The G7 Finance Ministers, along with several international organizations, met the past couple of days in the UK to discuss “building a strong, sustainable, balanced and inclusive global economic recovery.” Intermingled amongst the goal of creating a global minimum tax of 15% targeting big tech firms and creating a “green the global financial system” was a statement on Central Bank Digital Currencies or CBDCs.
The investigation of, and in certain situations, issuance of digital currencies issued by central banks has picked up pace in recent months. The fact that China has already issued a pilot digital yuan, a program that continues to expand, and the emergence of stablecoins based on fiat currency have accelerated the recognition that central banks need to speed things up when it comes to the future of money. Most developed countries have internal projects reviewing the benefits and challenges of CBDCs with particular emphasis on how digital money may impact monetary policy.
According to the joint statement, innovation in digital money and payments has the potential to bring significant benefits but also raise public policy and regulatory issues.
To quote the G7:
“G7 Central Banks have been exploring the opportunities, challenges as well as the monetary and financial stability implications of Central Bank Digital Currencies (CBDCs) and we commit to work together, as Finance Ministries and Central Banks, within our respective mandates, on their wider public policy implications. We note that any CBDCs, as a form of central bank money, could act as both a liquid, safe settlement asset and as an anchor for the payments system. Our objective is to ensure that CBDCs are grounded in long-standing public sector commitments to transparency, the rule of law and sound economic governance. CBDCs should be resilient and energy-efficient; support innovation, competition, inclusion, and could enhance cross-border payments; they should operate within appropriate privacy frameworks and minimise spillovers.
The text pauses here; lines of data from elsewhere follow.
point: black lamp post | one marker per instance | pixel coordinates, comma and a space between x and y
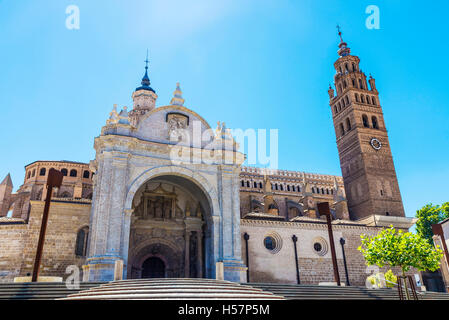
295, 239
246, 237
342, 242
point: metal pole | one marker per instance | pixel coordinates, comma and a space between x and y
295, 239
246, 237
54, 180
323, 208
342, 242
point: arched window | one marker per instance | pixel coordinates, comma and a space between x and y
374, 121
342, 129
348, 124
365, 121
65, 194
81, 242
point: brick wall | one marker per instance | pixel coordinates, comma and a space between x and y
19, 241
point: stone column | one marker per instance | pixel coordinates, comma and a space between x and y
234, 269
200, 253
107, 217
187, 255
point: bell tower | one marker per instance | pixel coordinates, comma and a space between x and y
365, 156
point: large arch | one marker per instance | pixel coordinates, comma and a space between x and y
203, 191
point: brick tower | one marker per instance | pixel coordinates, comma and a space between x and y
365, 156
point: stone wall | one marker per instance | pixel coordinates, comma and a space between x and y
19, 241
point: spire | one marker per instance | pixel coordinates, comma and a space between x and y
344, 49
146, 80
7, 181
177, 99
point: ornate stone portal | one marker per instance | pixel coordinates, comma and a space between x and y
152, 210
165, 227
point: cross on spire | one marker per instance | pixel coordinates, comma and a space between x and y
146, 61
339, 32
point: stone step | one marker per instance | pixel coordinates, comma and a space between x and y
172, 289
307, 292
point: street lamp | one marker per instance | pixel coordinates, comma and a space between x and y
246, 237
295, 239
342, 242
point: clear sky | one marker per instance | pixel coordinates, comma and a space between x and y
252, 64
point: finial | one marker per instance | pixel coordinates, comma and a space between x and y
177, 99
344, 50
339, 32
146, 80
146, 61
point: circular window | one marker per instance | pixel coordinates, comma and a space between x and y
269, 243
319, 246
273, 242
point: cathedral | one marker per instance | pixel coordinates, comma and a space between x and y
164, 203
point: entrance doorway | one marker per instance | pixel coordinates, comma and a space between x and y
153, 268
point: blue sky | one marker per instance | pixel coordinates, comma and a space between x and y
252, 64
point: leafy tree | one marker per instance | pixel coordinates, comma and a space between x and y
391, 278
400, 249
428, 215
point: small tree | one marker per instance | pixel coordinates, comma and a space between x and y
428, 215
400, 249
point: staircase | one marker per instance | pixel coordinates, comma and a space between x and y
314, 292
197, 289
40, 290
173, 289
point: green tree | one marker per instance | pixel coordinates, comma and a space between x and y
428, 215
400, 249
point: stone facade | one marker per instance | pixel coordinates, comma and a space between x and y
362, 140
19, 239
167, 196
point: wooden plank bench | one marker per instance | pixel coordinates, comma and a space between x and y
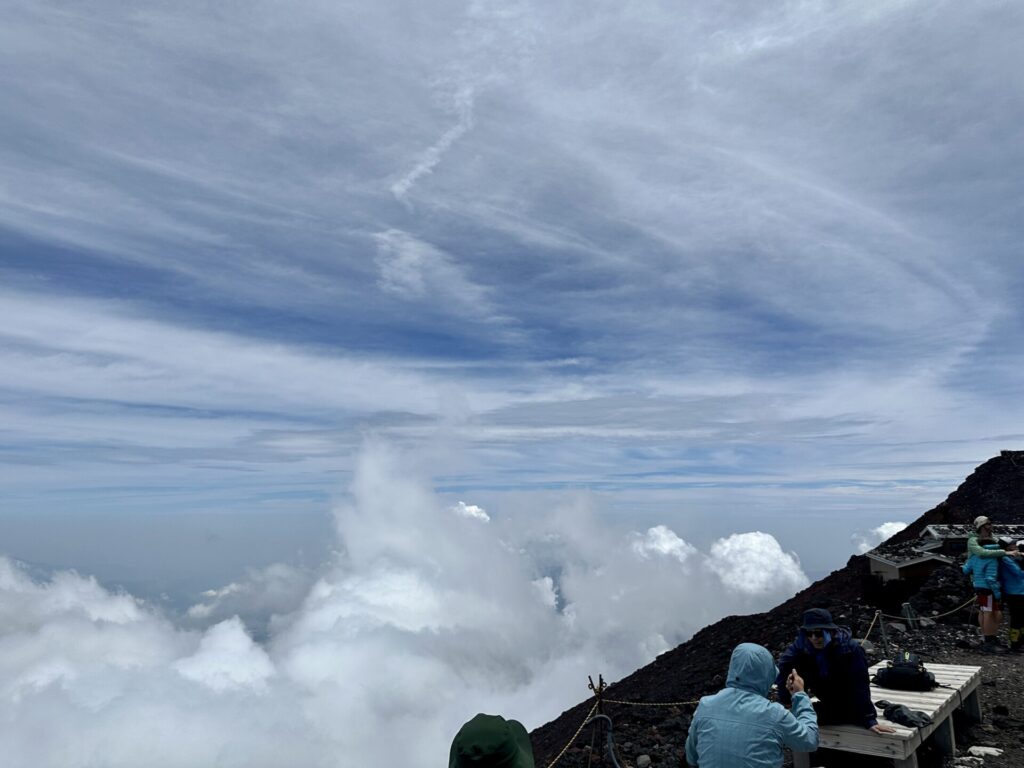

We will work towards common principles and publish conclusions later in the year.”
The G7 continued to state that no global stablecoin project should begin operation until it adequately addresses relevant legal, regulatory, and oversight requirements through appropriate design and by adhering to applicable standards. This statement may be in reaction to Facebook’s failed attempt to create a global, non-sovereign currency, once called Libra, and now re-animated as Diem – a scaled down digital currency attempting to commence as a digital dollar.
The G& says they are committed to international cooperation to ensure common standards, including by supporting international standard setting bodies in reviewing existing regulatory standards, and emphasize the importance of addressing any identified gaps.
“We support the FSB’s ongoing work in reviewing regulatory, supervisory and oversight challenges to the implementation of its High Level Recommendations for global stablecoin arrangements. We continue to support the ambitious implementation of the G20 Roadmap to enhance cross–border payments and welcome the publication of the FSB consultation on Targets for Addressing the Four Challenges of Cross-border Payments.”
Of note is a statement in support of the Financial Action Task Force (FATF) standards for stopping money laundering and illicit activity in the global financial system. The G7 states that implementation of standards remains “uneven” and calls on members, along with “FATF-Style Regional Bodies” to step things up in the battle with money laundering. While not mentioning crypto by name, digital assets are included in the FATF standards – most recently the requirements as outlined in the “Travel Rule” that compels VASPs (virtual asset service providers) to maintain buyer and seller records in just about all crypto transactions.